An identity-based microsegmentation implementation at Main Line Health, which operates five hospitals and several ambulatory care locations in Greater Philadelphia, is helping to control how the organization’s roughly 60,000 devices communicate across the network, said Main Line Health CISO Aaron Weismann.
Main Line’s connected devices range from laptops and printers, to devices “including anything from a smart pump at a patient bedside to an MRI in an imaging center,” Weismann said in an interview with Information Security Media Group during the HIMSS 2026 conference in Las Vegas.
Main Line’s microsegmentation deployment aims to protect devices – including legacy gear – at a deep level, said Mick Coady, field CTO at Elisity, the security vendor providing the solution to the healthcare organization.
Imaging machines and other medical equipment may be one to two decades old. These devices often cannot be patched or updated and cannot run security agents, Coady said in the same joint interview.

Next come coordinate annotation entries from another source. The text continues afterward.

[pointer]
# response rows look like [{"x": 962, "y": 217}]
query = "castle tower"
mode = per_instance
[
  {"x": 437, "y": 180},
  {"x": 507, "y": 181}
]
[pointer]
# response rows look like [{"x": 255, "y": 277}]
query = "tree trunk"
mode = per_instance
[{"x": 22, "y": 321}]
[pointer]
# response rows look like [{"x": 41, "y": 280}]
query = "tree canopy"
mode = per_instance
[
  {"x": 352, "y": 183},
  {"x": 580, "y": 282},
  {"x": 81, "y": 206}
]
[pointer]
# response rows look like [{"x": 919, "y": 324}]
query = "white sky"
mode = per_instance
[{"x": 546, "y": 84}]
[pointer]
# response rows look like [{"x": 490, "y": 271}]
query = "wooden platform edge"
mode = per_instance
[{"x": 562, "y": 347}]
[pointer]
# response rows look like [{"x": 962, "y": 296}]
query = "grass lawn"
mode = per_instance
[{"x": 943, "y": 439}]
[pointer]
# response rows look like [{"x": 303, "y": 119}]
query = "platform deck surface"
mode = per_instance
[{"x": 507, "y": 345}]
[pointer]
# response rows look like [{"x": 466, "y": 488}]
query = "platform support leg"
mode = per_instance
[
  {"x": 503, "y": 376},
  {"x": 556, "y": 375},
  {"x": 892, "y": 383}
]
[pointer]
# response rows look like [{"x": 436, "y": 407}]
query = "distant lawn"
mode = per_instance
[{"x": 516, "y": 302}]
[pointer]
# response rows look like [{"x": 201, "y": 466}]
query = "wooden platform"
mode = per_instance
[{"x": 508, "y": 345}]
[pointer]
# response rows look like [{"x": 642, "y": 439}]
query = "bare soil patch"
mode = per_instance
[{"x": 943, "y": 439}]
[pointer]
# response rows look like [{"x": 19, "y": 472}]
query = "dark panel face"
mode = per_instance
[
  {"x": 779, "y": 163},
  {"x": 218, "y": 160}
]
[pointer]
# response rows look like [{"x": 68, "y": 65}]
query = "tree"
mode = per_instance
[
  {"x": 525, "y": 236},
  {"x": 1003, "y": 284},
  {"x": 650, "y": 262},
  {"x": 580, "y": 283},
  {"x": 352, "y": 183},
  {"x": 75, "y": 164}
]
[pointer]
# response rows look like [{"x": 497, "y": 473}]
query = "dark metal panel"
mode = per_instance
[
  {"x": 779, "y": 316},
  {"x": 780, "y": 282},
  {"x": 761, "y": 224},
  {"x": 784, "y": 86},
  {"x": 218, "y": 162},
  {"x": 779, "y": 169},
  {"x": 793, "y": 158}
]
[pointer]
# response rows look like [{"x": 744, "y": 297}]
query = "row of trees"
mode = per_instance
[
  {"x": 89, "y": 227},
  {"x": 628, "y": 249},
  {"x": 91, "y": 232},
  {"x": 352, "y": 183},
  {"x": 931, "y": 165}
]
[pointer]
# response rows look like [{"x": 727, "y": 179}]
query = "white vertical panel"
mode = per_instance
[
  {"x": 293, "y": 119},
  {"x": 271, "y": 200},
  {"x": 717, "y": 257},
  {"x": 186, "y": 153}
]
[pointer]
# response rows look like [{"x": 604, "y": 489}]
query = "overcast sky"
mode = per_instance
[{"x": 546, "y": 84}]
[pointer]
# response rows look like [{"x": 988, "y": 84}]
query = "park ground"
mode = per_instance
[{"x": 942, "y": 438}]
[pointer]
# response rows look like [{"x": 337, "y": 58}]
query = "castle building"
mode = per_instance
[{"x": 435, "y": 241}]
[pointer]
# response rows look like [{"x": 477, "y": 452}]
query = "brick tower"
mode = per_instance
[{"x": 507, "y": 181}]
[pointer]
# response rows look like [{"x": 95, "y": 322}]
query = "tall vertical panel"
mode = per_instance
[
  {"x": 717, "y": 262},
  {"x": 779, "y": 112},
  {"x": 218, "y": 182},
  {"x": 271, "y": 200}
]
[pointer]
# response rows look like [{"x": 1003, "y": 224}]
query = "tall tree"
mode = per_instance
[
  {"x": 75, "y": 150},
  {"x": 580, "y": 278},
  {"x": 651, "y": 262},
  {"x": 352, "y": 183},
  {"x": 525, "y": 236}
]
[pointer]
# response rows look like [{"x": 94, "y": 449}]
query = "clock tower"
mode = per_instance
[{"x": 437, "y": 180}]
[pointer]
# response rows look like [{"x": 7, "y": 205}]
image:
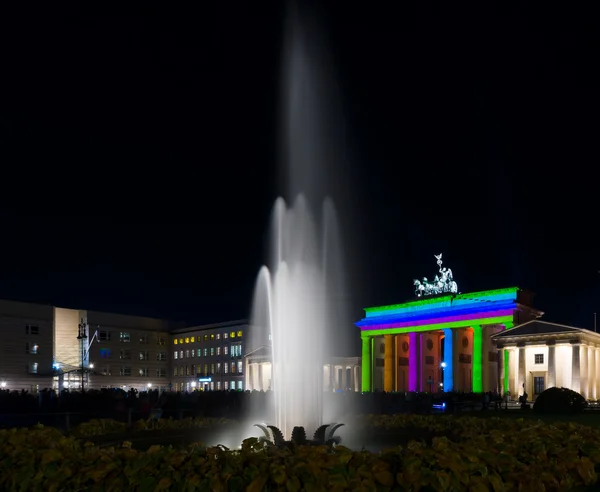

“So, you’ve got to find a way to manage them critically, leave them up as much as you can for the sake of clinical care, but then protect them and stop lateral movement in the network even if it’s an unpatchable device.”
Main Line’s microsegmentation deployment has “24,000 different rules applying to our devices, what they can and cannot communicate with on the network,” Weismann said.
“We wanted to make sure we had microsegmentation implemented correctly, and to make sure we were protecting those devices using our network tooling,” he said.
In the interview (see audio link below photo), Weismann and Coady also discussed:
- What was involved with Main Line’s “pressure test” of the microsegmentation project to test simulated attacks before going live;
- The ever-evolving nature of microsegmentation in clinical environments;
- Microsegmentation considerations for multi-facility healthcare entities that offer a wide variety of different levels of patient care services.
Weismann has been the CISO for Main Line Health, a health system based in Philadelphia, Pennsylvania, for the past six years. Prior to that, he served as CISO for the Massachusetts Executive Office of Health and Human Services, which provides support and care services for over 3 million Massachusetts residents.
Coady is field chief technology officer at security firm Elisity. He has over 30 years of global experience in privacy, security and operational technology. That includes work with computer task forces worldwide and serving in leadership roles at three of the “Big Four” consultancies – KPMG, Deloitte, PwC – leading forensics and security investigations across public and private sectors. During his decade at PwC, Coady served to consult with CIOs and CISOs with multiple hospitals, where he developed a firsthand understanding of the challenges healthcare organizations face protecting life-critical systems and medical devices.